Ce n'est pas que sa personne lui plût; mais par reconnoissance, Sa Majesté dit au comte de Guiche qu'il la vouloit marier à un marquis qu'il lui nomma et qui étoit des amis du comte; ce qui lui fit répartir au Roi que son ami aimoit les belles.—«Eh bien! dit le Roi, je sais bien qu'elle n'est pas une incomparable beauté; mais je lui ferai assez de bien pour la faire chérir.»
Quelque temps après, le Roi fut chez Madame qui étoit un peu indisposée, et s'arrêta dans l'antichambre avec La Valière à laquelle il parla longtemps. Ce prince demeura si charmé de son esprit et de ses manières engageantes que sa reconnoissance devint amour. Mais comme ce prince cherchoit l'occasion de lui dire tout ce qu'il sentoit pour elle, parce qu'il en étoit pressé et qu'il y avoit déjà du temps qu'il languissoit secrètement, il la trouva. Il lui auroit été bien facile s'il eût considéré qu'il étoit Roi; mais la qualité d'amant lui paroissoit trop charmante pour n'en pas suivre les lois. Ce fut à Versailles, dans le parc, que le Roi se plaignit tendrement que depuis plus de trois mois sa santé n'étoit pas bonne. Mlle de La Valière[168], en parut affligée, et en marqua du chagrin, ce qui toucha le Roi sensiblement, et lui fit dire:—«Hélas ma belle, je serai le plus fortuné de tous les hommes, si vous me plaignez un peu, étant à vous comme je suis.»

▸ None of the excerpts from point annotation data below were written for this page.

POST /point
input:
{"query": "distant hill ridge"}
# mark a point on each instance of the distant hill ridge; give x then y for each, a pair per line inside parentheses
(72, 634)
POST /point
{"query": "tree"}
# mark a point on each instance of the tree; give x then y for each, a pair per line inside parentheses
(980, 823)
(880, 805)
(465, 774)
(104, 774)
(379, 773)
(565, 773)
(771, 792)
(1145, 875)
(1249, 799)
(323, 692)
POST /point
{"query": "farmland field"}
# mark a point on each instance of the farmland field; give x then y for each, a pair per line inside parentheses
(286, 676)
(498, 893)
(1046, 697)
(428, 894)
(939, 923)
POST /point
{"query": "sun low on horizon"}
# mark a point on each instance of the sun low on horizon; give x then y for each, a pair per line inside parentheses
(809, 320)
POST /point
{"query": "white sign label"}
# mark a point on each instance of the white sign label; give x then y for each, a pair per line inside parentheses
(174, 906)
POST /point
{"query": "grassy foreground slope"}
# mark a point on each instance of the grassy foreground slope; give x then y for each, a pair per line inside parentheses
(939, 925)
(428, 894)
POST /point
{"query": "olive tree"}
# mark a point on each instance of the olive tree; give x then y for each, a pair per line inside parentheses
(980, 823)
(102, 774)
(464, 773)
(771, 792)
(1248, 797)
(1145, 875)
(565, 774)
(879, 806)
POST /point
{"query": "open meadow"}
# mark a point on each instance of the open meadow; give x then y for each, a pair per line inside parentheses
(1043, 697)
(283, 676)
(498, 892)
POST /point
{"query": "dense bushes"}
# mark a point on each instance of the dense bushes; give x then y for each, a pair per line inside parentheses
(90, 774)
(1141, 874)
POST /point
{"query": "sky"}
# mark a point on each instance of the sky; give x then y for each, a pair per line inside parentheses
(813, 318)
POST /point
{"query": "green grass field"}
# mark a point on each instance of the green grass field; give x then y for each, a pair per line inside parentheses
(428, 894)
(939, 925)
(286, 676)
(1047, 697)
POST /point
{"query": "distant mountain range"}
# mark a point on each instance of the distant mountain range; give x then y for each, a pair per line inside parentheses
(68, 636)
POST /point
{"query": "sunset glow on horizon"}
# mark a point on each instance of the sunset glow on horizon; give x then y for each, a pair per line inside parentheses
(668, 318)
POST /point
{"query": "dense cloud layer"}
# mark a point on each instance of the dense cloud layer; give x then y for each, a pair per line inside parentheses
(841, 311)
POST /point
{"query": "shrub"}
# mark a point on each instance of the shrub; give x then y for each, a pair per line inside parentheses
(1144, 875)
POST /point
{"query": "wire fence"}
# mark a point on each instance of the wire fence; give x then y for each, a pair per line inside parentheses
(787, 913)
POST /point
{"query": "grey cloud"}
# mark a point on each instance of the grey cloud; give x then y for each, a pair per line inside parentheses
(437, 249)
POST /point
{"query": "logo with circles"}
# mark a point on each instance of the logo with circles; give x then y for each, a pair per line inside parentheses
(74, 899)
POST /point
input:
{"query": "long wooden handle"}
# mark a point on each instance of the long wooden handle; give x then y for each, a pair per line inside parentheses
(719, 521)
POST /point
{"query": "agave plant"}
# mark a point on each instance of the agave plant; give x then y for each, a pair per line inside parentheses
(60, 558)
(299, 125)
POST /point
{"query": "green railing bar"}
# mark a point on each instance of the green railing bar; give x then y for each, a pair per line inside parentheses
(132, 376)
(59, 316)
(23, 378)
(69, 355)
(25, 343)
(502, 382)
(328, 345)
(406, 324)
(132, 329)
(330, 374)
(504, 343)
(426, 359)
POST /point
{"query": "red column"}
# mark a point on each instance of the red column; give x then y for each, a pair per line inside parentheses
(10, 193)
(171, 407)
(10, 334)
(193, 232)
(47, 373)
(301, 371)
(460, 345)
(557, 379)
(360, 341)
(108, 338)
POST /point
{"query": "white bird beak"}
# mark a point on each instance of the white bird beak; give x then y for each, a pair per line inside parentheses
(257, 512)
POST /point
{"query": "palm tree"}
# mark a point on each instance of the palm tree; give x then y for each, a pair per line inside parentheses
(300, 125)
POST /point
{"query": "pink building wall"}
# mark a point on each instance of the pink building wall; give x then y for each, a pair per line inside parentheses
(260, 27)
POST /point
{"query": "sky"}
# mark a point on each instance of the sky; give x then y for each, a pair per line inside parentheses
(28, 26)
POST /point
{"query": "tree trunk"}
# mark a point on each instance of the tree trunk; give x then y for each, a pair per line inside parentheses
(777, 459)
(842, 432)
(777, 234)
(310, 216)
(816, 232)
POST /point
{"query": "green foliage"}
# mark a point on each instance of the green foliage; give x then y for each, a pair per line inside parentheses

La Valière rougit, et parut interdite en voyant le Roi, qu'elle aimoit, à ses genoux, tout passionné. Elle se leva par respect, mais le Roi lui prit la main et la baisa tendrement, en lui disant:—«Ma charmante! je suis malheureux, puisque vous n'êtes pas sensible, et je suis à plaindre en vous adorant comme je fais.»—«Non, Sire, répliqua-t-elle, je ne suis point insensible à ce que vous sentez pour moi. Il y a longtemps, ajouta cette aimable fille en poussant un soupir, que l'amour m'a fait connoître secrètement que je devois aimer le plus parfait de tous les Rois.»
Notre Monarque parut touché d'entendre un aveu si doux et si favorable à son amour; mais la pluie qui survint en abondance rompit une conversation si tendre. Le Roi, qui n'avoit pas encore toutes les assurances qu'il vouloit du cœur de son adorable, lui envoya ce billet[169].
«Hélas! ma charmante enfant! si vous ne m'aimez en bref, il faudra que je meure. L'on cherche avec empressement ce qui me peut rendre rêveur comme je le suis; mais l'on ne pénètre pas que je vous aime plus que moi-même, et que vous me mettez au désespoir par vos manières cruelles. Ah! ma chère mignonne! changez de sentiments, et soyez plus sensible pour un prince qui ne respire la vie que pour vous.»
Quelque temps après ce billet, Sa Majesté, qui ne peut souffrir l'absence de ce qu'il aime, alla voir sa belle chez Madame, que le comte de Guiche entretenoit.
Les Demoiselles qui étoient avec La Valière se retirèrent par respect; si bien que Sa Majesté demeura seule avec cette belle, et lui dit tout ce qu'un amour tendre et violent peut faire dire à un homme qui a de l'esprit et de la passion. Il l'assura mille fois que sa flamme seroit éternelle et qu'il ne changeroit jamais.
Madame, qui apprit la conversation que le Roi avoit eue avec La Valière étoit au désespoir[170]:—«Quoi, disoit-elle, préférer une petite bourgeoise de Tours, laide et boiteuse, à une fille de Roi, faite comme je suis![171]»
Elle en parla à Versailles aux deux Reines en femme vertueuse qui ne vouloit pas servir de commode[172] aux amours du Roi. La Reine-Mère dit qu'il en falloit parler à La Valière, ce qu'elles firent avec tant d'aigreur que notre aimable bergère se résolut, dès ce triste moment, de se mettre dans un couvent. Elle [y] demanda d'abord une chambre, où elle pleura amèrement.
Il arriva en ce temps-là à Paris des ambassadeurs pour le Roi d'Espagne qui étoient avec le Roi dans la salle où l'on les reçoit d'ordinaire avec plusieurs personnes de qualité. Le duc de Saint-Aignan[173] dit au marquis de Sourdis[174], assez bas: «La Valière est en religion.» Notre Monarque, qui avoit entendu ce nom charmant qui avoit frappé ses oreilles, tourna la tête tout ému et tout pâle, et demanda au duc ce qu'il disoit, qui lui répartit que Mlle de La Valière étoit en religion à Chaillot[175].